2. Doy gracias a Dios por los frutos eclesiales de esta Comisión Pontificia desde su creación, en mil novecientos cincuenta y ocho, cuando el Papa Pío XII vio la necesidad de crear un organismo de la Santa Sede para intensificar y coordinar más estrechamente la obra desarrollada en favor de la Iglesia en Latinoamérica, ante la escasez de sus sacerdotes y misioneros. Mi venerado predecesor Juan Pablo II corroboró y potenció esta iniciativa, con el fin de resaltar la especial solicitud pastoral del Sucesor de Pedro por las Iglesias que peregrinan en aquellas queridas tierras. En esta nueva etapa de la Comisión, no puedo dejar de mencionar con viva gratitud el trabajo realizado por su Vicepresidente durante largos años, el Obispo Cipriano Calderón Polo, recientemente fallecido, y al que el Señor habrá premiado su abnegado y fiel servicio a la Iglesia.
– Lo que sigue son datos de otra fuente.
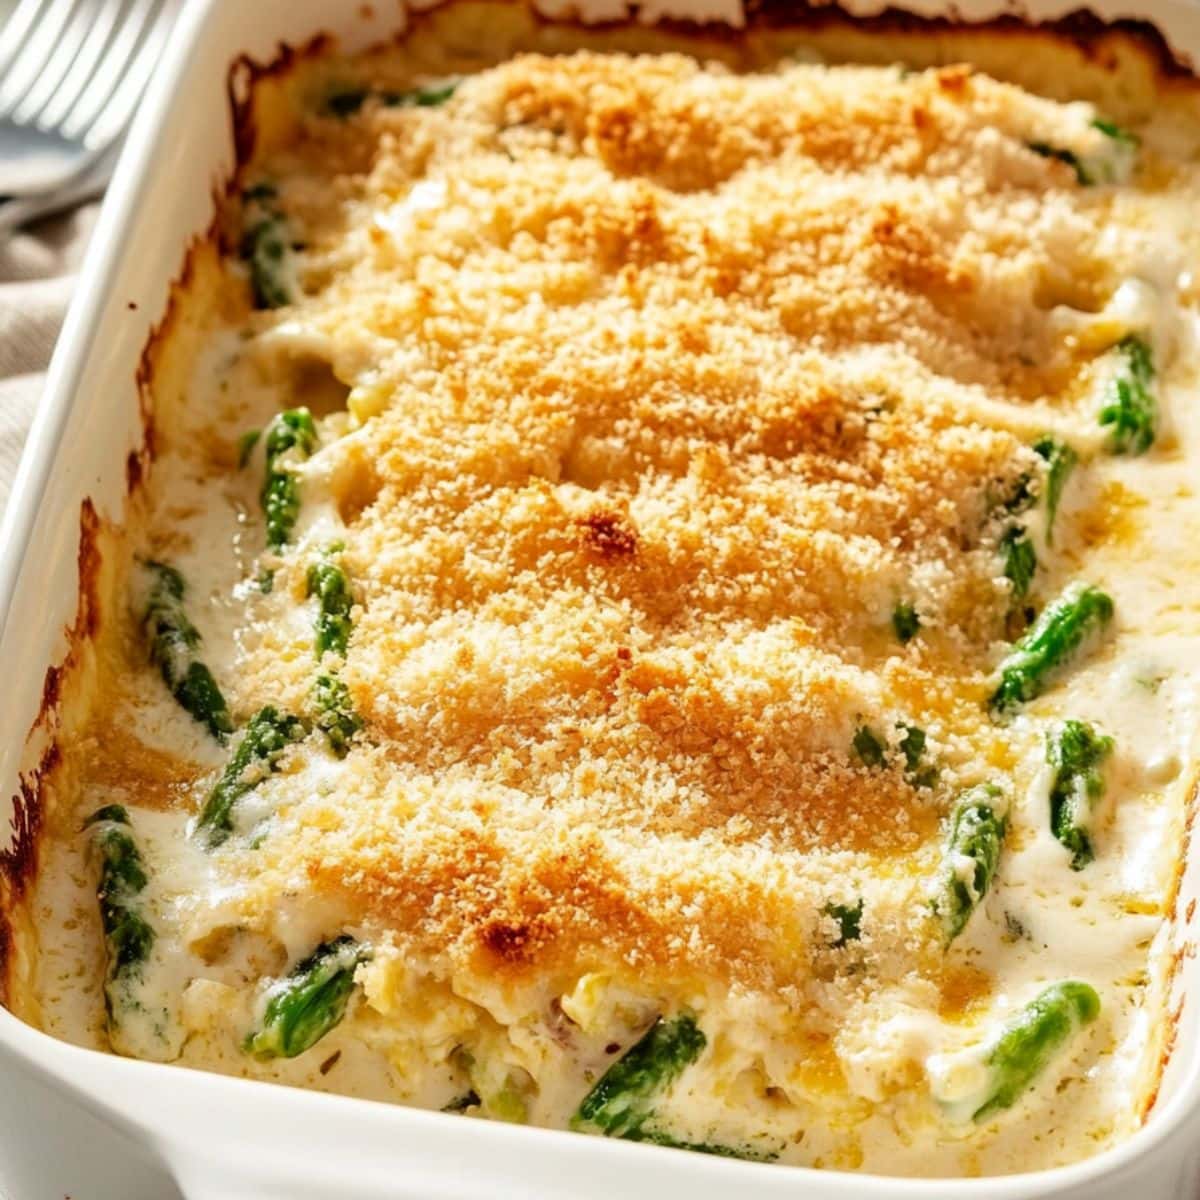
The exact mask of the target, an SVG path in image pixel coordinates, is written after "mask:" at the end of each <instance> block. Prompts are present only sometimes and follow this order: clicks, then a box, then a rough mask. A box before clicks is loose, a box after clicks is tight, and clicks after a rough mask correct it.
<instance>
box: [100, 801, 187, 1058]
mask: <svg viewBox="0 0 1200 1200" xmlns="http://www.w3.org/2000/svg"><path fill="white" fill-rule="evenodd" d="M84 830H85V832H86V833H88V834H89V850H90V852H91V854H92V856H94V857H95V858H96V859H98V863H100V886H98V888H97V892H96V894H97V899H98V900H100V918H101V924H102V926H103V930H104V952H106V954H104V956H106V960H107V965H106V968H104V1009H106V1013H107V1018H108V1040H109V1044H110V1045H112V1048H113V1050H115V1051H116V1052H118V1054H125V1055H130V1056H131V1057H134V1058H149V1060H152V1061H156V1062H169V1061H170V1060H173V1058H178V1057H179V1055H180V1052H181V1051H182V1048H184V1042H185V1040H186V1031H185V1030H184V1026H182V1022H181V1020H180V1016H179V1012H178V1009H176V1008H175V1007H174V1006H172V1004H170V1003H169V1000H168V991H169V988H163V986H162V984H163V978H162V976H161V973H160V972H161V956H160V955H158V953H157V950H156V946H157V941H158V938H157V932H156V930H155V928H154V926H152V925H151V924H150V922H149V919H148V917H146V904H145V895H144V893H145V889H146V886H148V883H149V878H148V875H146V869H145V863H144V860H143V858H142V852H140V851H139V850H138V844H137V841H136V839H134V836H133V826H132V823H131V821H130V815H128V812H127V811H126V810H125V808H124V806H122V805H120V804H107V805H104V808H102V809H98V810H97V811H96V812H94V814H92V815H91V816H90V817H89V818H88V820H86V821H85V822H84Z"/></svg>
3. El año pasado recibí a muchos Obispos de América Latina y del Caribe en su visita ad limina. Con ellos he dialogado sobre la realidad de las Iglesias particulares que les han sido encomendadas, pudiendo así conocer más de cerca las esperanzas, y dificultades de su ministerio apostólico. A todos los acompaño con mi oración, para que continúen ejerciendo con fidelidad y alegría su servicio al Pueblo de Dios, impulsando en la hora presente la «Misión continental», que se está poniendo en marcha como fruto de la V Conferencia General del Episcopado Latinoamericano y del Caribe (cf. Documento conclusivo, n. 362).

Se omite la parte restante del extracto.